Her death was confirmed by her sister, Sylviane Akerman, and by Nicola Mazzanti, the director of the Royal Belgian Film Archive, which had worked closely with Ms. Akerman over the years and restored her films. “‘Jeanne Dielman’ is a film that created, overnight, a new way of making films, a new way of telling stories, a new way of telling time,” Mr. Mazzanti said. “There are filmmakers who are good, filmmakers who are great, filmmakers who are in film history. And then there are a few filmmakers who change film history.”

Alison Willmore, BuzzFeed

She rarely tried to make conventional work, aside from her 1996 Juliette Binoche and William Hurt rom-com “A Couch in New York.” Her movies were challenging not just to watch but to contend with. Like all great filmmakers, she seemed to be inventing a new language of cinema as she went along, and it was one that was intrinsically and sometimes contentiously feminine.

Matt Brennan, Thompson on Hollywood

Though her legacy is inextricably linked to “Jeanne Dielman,” perhaps one of the three or four most important feminist texts ever produced in the medium, it was Akerman’s versatility that seems most impressive in retrospect. Who but a chameleonic, endlessly curious artist would be cited as an influence by the likes of Todd Haynes, Sally Potter, Michael Haneke, Gus Van Sant, and Tsai Ming-liang? Who but an eclectic, flexible auteur could direct a loose trilogy of documentaries in the 1990s and early 2000s (“From the East,” “South,” “From the Other Side”), only to pause in the midst of it to adapt Proust (“The Captive”)?

David Jenkins, Guardian

Maybe it is disingenuous to celebrate these solitary moments and not the tremendous body of work at large? But Akerman understood that an unflagging dedication to minutiae – finding a focus, then focusing some more – fuelled her profound postulations about life, love, people, relationships, the whole bit. She was, absolutely no question, one of the greatest film-makers who ever lived. And the light that shines outside of Jeanne’s window is a symbol of Akerman’s work, a reminder that someone looked at the world – and also saw it.

Ignatiy Vishnevetsky, A.V. Club

Frequently imitated and referenced, but never equaled, Akerman’s breakthrough remains the big screen’s definitive study of how the everyday mundane can mount into a sense of doom, and one of its most original exercises in space and time. Often characterized as a minimalist, Akerman was fascinated with long takes, sparse spaces (hotel rooms being a favorite), and meaningful repetition.

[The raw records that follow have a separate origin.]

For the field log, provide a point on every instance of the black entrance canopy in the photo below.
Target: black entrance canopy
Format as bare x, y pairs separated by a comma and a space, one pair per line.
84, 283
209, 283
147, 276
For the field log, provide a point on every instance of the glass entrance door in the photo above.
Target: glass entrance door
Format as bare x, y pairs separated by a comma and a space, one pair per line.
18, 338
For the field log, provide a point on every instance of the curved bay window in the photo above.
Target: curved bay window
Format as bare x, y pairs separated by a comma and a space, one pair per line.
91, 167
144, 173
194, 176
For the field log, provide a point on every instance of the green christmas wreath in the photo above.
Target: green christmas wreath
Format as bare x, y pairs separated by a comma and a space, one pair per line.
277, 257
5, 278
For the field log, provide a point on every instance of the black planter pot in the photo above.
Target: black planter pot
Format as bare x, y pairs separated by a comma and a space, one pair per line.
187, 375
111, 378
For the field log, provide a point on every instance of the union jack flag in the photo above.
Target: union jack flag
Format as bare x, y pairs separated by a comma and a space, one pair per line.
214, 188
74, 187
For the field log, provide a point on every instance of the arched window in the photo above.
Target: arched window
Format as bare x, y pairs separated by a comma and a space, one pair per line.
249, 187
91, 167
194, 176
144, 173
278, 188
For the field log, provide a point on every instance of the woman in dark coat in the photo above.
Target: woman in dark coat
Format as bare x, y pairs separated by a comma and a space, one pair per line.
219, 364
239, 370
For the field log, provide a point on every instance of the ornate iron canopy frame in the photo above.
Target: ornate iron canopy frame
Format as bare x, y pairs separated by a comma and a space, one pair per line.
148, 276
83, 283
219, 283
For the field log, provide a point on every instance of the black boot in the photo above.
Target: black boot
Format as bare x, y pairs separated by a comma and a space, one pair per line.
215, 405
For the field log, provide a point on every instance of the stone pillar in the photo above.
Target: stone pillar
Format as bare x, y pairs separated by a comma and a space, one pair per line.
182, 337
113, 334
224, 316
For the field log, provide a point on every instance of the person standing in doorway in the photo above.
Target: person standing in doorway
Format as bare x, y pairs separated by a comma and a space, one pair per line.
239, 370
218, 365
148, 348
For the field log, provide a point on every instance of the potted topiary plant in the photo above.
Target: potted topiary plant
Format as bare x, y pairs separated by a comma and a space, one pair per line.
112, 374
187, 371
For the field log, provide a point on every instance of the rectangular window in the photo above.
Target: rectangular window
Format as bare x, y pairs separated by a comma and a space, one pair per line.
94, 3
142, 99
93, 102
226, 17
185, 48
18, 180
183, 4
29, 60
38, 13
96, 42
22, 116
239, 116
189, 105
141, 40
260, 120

That, however, doesn’t really encompass the scope of the filmmaker’s work, which ranged from documentaries to fiction features with stars and from adaptations of Joseph Conrad (“Alamayer’s Folly”) and Marcel Proust (“The Captive”) to a pastel-toned musical set in a shopping mall (“Golden Eighties”).

Howard Rodman (via Facebook)

Before I got paid by studios to write ‘real’ films, Chantal hired me to work with her on an idea she had, about a Russian émigré cab driver in Brighton Beach. We worked together in Paris, and then in a borrowed anonymous apartment on New York’s upper east side. Chantal was complex, driven, generous, impish, demanding, brilliant. I’ve never learned so much in so short a time.

I was aware that something was happening that was one of life’s rare gifts: as a very new screenwriter I was apprenticing to a master. I have never forgotten how fortunate I was. And how much of everything I’ve done since, and lived since, I owe to Chantal. I hope she has found rest and peace. And I hope the world understands what many of us do, that her films are among the most poised, beautiful, disturbing, important works of our time.